Plasma proteomics analysis
Sample preparation, including protein denaturation, reduction, alkylation, digestion, and peptide cleaning, was performed according to the iST kit (PreOmics, Germany) protocol. All samples were re-dissovled and added 11 tryptic iRT peptides (Biognosys, KI-3002-1) for LC-MS analysis. The peptide mixture was fractionated by high pH separation using the Ultimate 3000 system (ThermoFisher scientific, MA, USA) connected to a reverse phase column (XBridge C18 column, 4.6 mm × 250 mm, 5 μm, Waters Corporation, MA, USA). A total of 14 fractions were collected and analyzed by Q Exactive™ Plus coupled to a U3000 system (Thermo Fisher Scientific, MA, USA). The mass spectrometer was run under data-dependent acquisition (DDA) mode, and automatically switched between MS and MS/MS mode. Raw Data of DDA were processed and analyzed by Spectronaut 16.0 (Biognosys AG, Switzerland) with default settings to generate an initial target list. Furthermore, the mass spectrometer was run under data-independent acquisition (DIA) mode with a hybrid data strategy49. Raw Data of DIA were processed by Spectronaut 17.0 (Biognosys AG, Switzerland) software with default settings. The summation of the top 3 filtered peptides that passed the 1% false discovery rate (FDR) cutoff was used to calculate the major group quantities. Based on processed protein profiles, we also conducted data imputation consistent with metabolomics data. After data filtering, the abundances of remaining proteins were log-transformed and scaled by median centered. Additional details about plasma proteomics analysis are available in Supplementary Methods.
Statistical analyses
The Benjamin-Hochberg false discovery rate (FDR) method was used to address multiple comparisons issue, and the significance threshold of all statistical analyses in our study is corrected P value less than 0.05. All statistical analyses were performed using R software (version 3.6.1).
Covariate adjustment
The whole analyses workflow is illustrated in Fig. 1b. To minimize the influence of confounding factors, the metabolites, proteomics and clinical parameters profile data were first corrected with “sex”, “age”, and “trauma time” as covariates. In short, a multiple linear model was fitted with ‘sex’, ‘age’, and ‘trauma time’ as independent variables and the relative abundance of each metabolite, protein and CP as the dependent variable. The correction for metabolites and CPs was performed within the discovery and the validation cohorts separately. The correct data were residuals transformed and were scaled by median centered for subsequent analysis. After data pre-processing, we evaluated whether all metabolites, proteins, and CPs conformed to a normal distribution (P value > 0.05) using the Kolmogorov-Smirnov (KS) Test.

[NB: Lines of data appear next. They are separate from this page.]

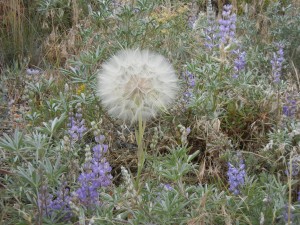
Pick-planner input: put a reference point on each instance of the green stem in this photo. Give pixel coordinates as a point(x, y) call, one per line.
point(140, 153)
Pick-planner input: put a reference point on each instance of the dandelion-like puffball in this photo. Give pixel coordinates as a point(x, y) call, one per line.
point(136, 83)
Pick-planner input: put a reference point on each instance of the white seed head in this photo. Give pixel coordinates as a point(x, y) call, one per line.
point(135, 82)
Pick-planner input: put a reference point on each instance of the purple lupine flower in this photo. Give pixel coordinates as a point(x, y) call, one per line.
point(276, 62)
point(236, 176)
point(239, 62)
point(295, 167)
point(190, 81)
point(290, 107)
point(227, 25)
point(96, 174)
point(76, 124)
point(210, 32)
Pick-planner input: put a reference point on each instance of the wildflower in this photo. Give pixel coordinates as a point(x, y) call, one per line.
point(80, 89)
point(236, 176)
point(239, 62)
point(136, 83)
point(31, 71)
point(210, 32)
point(190, 81)
point(96, 174)
point(227, 25)
point(184, 133)
point(76, 124)
point(289, 109)
point(293, 169)
point(276, 62)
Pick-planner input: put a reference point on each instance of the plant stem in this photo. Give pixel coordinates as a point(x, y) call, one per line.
point(140, 153)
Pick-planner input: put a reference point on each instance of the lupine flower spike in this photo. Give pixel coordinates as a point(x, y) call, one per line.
point(236, 176)
point(276, 62)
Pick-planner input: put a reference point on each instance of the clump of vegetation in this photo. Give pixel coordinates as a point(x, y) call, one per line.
point(149, 112)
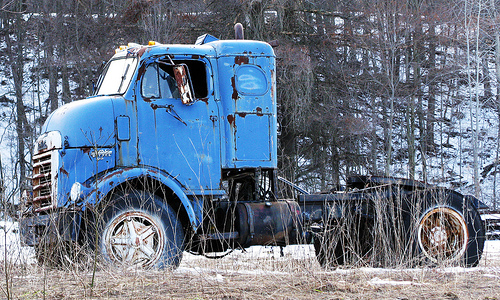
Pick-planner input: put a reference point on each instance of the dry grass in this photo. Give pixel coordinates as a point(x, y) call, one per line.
point(260, 274)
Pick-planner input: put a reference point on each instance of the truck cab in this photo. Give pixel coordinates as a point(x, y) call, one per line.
point(194, 126)
point(177, 151)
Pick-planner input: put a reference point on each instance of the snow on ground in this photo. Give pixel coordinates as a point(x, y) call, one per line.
point(261, 260)
point(10, 245)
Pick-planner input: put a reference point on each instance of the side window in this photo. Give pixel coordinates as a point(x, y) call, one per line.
point(158, 82)
point(150, 88)
point(168, 86)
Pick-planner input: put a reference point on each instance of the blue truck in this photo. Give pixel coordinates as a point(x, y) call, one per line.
point(177, 151)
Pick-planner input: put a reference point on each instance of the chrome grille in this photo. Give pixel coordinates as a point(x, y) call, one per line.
point(42, 182)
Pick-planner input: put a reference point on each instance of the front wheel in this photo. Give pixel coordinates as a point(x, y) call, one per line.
point(138, 229)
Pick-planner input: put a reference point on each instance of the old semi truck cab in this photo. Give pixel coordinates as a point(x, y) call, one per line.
point(187, 124)
point(177, 151)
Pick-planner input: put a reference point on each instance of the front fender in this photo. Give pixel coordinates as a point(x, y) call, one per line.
point(105, 183)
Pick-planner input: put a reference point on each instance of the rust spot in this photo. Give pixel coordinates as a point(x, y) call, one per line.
point(119, 172)
point(259, 111)
point(61, 170)
point(141, 51)
point(230, 119)
point(235, 95)
point(141, 71)
point(241, 60)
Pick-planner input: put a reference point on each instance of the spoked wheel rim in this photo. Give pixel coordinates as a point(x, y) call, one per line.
point(442, 235)
point(134, 238)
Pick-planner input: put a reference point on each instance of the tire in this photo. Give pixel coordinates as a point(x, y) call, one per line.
point(448, 229)
point(138, 229)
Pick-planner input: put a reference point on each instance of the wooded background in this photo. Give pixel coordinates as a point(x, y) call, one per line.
point(398, 88)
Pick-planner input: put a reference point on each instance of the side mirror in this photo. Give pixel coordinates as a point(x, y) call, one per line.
point(184, 84)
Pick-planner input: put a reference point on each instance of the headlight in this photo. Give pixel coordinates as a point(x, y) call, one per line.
point(76, 191)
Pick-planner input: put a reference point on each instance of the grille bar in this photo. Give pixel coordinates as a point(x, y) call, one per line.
point(42, 182)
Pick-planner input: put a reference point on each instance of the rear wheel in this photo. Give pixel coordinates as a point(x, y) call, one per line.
point(139, 230)
point(449, 230)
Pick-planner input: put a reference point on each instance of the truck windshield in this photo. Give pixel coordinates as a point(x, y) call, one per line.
point(116, 77)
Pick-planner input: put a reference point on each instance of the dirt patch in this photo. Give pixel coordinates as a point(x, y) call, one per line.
point(260, 273)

The two-tailed Student’s t tests were performed for normally distributed features, and the two-tailed Mann-Whitney U-tests were used for non-normally distributed features. The effect size of the statistical test was calculated using the Computation of Effect Sizes (http://www.psychometrica.de/effect_size.html) website, with Cohen’s D value used for t test and Eta squared (η2) used for the U-test.
Identification of differential metabolites for pt-DVT
Identification of significant alteration metabolites was performed using a two-step approach comprising univariate analysis and multivariate analysis in the discovery cohort. For univariate analysis, we performed a two-tailed unpaired Student’s t test/Mann-Whitney U-test and fold change (FC) to select differential metabolites. FDR < 0.05, and FC > 4/3 or < 3/4 was considered significant18. In multivariate analysis, unsupervised PCA was performed to explore the global metabolic variations between cases and controls. The supervised OPLS-DA50 was used to maximize the global metabolic variations between two groups, and the metabolites with the threshold of variable importance in projection (VIP) score > 1 were supposed to significantly change. The OPLS-DA model was validated by 1000 permutation tests to avoid overfitting. The metabolites that up to all significant criteria were used for hierarchical clustering and DSPC network analysis (R package MetaboAnalystR)51, which can capture the association between two metabolites after conditioning on all other variables in the network. The partial correlation coefficients were significant at FDR < 0.05, and the visualization of the DSPC network was realized by Cytoscape software52.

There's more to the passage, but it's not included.